Really it all gets done simultaneously, but the important part is to immediately after pouring to capture flavor and aroma volatiles first before they dissipate, and then continue evaluating as the sample sits out.
Within that, there's a lot of techniques to pick up everything. Short sniffs. Long sniffs. Tilt the cup and sniff near the surface. Then at the top further away. Cover the cup and swirl, uncover, smell again.
Look with a flashlight in dark beers.
Little sips. Aerate it in your mouth (slurp it basically). Swirl it around coating everything. A big one is exhaling through your nose during and immediately after swallowing. Letting it sit on the palate varying amounts of time.
And so on and so forth.
So head retention and glass "lacing" play no part of judging the beer?
Do judges typically take any action to cleanse their palate between beers?
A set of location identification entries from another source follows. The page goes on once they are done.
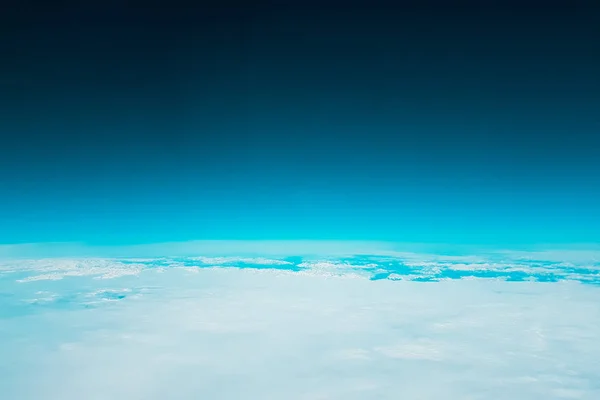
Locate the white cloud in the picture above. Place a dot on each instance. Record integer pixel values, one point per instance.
(272, 334)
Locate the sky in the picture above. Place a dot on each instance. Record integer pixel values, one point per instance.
(471, 124)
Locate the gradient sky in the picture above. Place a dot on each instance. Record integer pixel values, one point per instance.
(123, 125)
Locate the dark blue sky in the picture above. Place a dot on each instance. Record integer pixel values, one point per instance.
(462, 124)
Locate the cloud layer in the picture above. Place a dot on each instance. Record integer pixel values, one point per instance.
(298, 328)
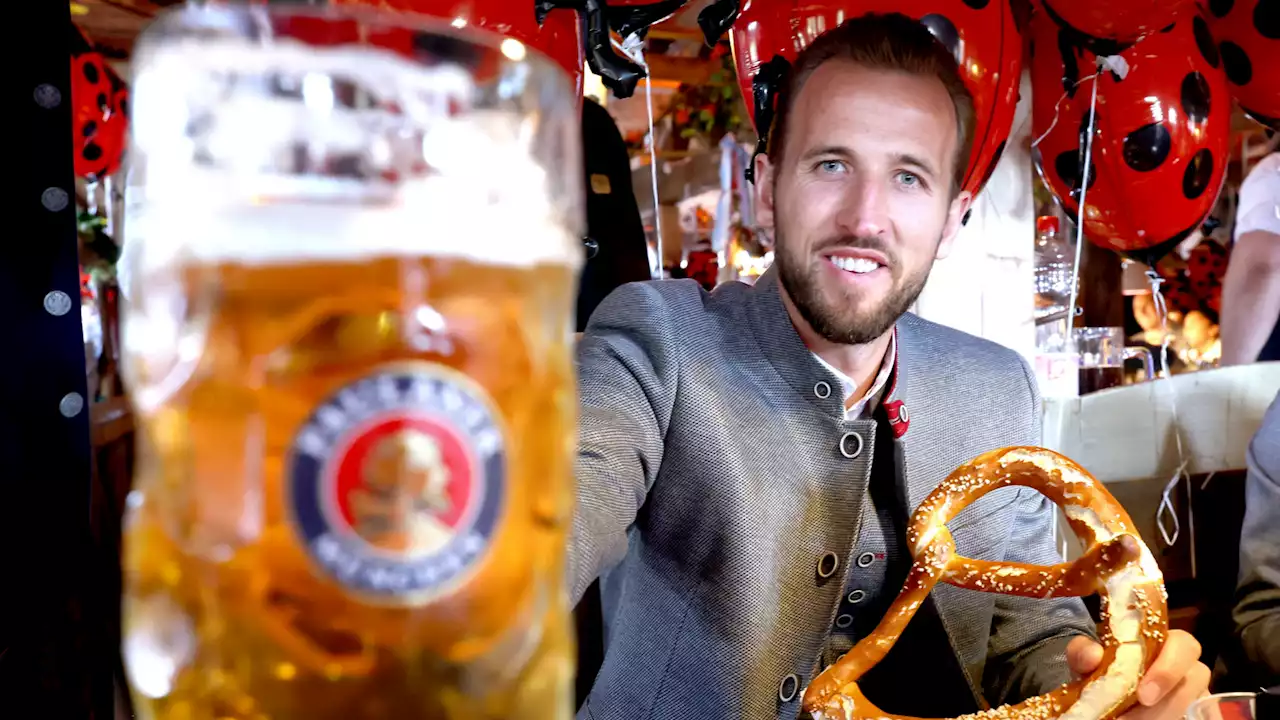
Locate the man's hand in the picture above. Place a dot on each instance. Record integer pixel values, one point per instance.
(1173, 682)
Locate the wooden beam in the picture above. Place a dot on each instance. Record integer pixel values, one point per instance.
(690, 71)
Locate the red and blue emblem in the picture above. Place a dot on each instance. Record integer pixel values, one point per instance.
(396, 483)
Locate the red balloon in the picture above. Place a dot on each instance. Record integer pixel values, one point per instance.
(982, 33)
(558, 37)
(97, 127)
(1248, 44)
(1125, 21)
(1160, 142)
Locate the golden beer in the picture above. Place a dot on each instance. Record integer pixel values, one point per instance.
(356, 415)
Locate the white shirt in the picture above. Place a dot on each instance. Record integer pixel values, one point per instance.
(1260, 197)
(850, 386)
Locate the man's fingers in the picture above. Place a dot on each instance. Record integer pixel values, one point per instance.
(1083, 655)
(1175, 702)
(1175, 660)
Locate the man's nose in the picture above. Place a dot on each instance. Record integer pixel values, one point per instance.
(864, 212)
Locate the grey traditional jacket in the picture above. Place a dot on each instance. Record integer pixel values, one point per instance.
(746, 533)
(1257, 610)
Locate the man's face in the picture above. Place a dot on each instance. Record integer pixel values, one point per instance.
(862, 201)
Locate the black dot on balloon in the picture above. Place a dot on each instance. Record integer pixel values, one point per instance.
(945, 32)
(1239, 69)
(1205, 41)
(1146, 147)
(1197, 174)
(1266, 19)
(1068, 167)
(1196, 99)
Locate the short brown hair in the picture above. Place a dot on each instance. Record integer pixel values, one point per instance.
(882, 42)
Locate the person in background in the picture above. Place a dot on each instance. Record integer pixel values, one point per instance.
(1252, 660)
(615, 245)
(1251, 291)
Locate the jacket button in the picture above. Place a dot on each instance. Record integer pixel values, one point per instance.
(851, 445)
(827, 565)
(789, 687)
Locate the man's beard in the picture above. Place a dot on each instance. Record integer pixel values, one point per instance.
(855, 324)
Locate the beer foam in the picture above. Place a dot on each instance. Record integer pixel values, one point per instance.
(292, 232)
(219, 181)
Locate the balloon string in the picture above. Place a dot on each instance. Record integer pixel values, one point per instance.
(1057, 108)
(1079, 218)
(1166, 514)
(634, 49)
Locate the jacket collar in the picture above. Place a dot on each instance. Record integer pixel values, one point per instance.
(791, 359)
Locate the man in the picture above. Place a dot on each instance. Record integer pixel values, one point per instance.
(1253, 660)
(1251, 291)
(749, 458)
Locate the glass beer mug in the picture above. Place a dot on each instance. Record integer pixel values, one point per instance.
(348, 342)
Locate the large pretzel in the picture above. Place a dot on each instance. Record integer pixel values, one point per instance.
(1115, 564)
Is there some standard operating procedure for this that judges are expected to follow?
So head retention and glass "lacing" play no part of judging the beer?
List was (hopefully obviously) not all inclusive. Yes head retention and lacing are a part. As are legs when applicable.
Amd calibration beers are unusual around here. One group does them in the comps they organize, but most don't. I don't find them particularly useful.
And yes, water and crackers to keep the palate fresh. And proper ordering of the flight.
Lastly and most importantly......who drives you home after judging a comp?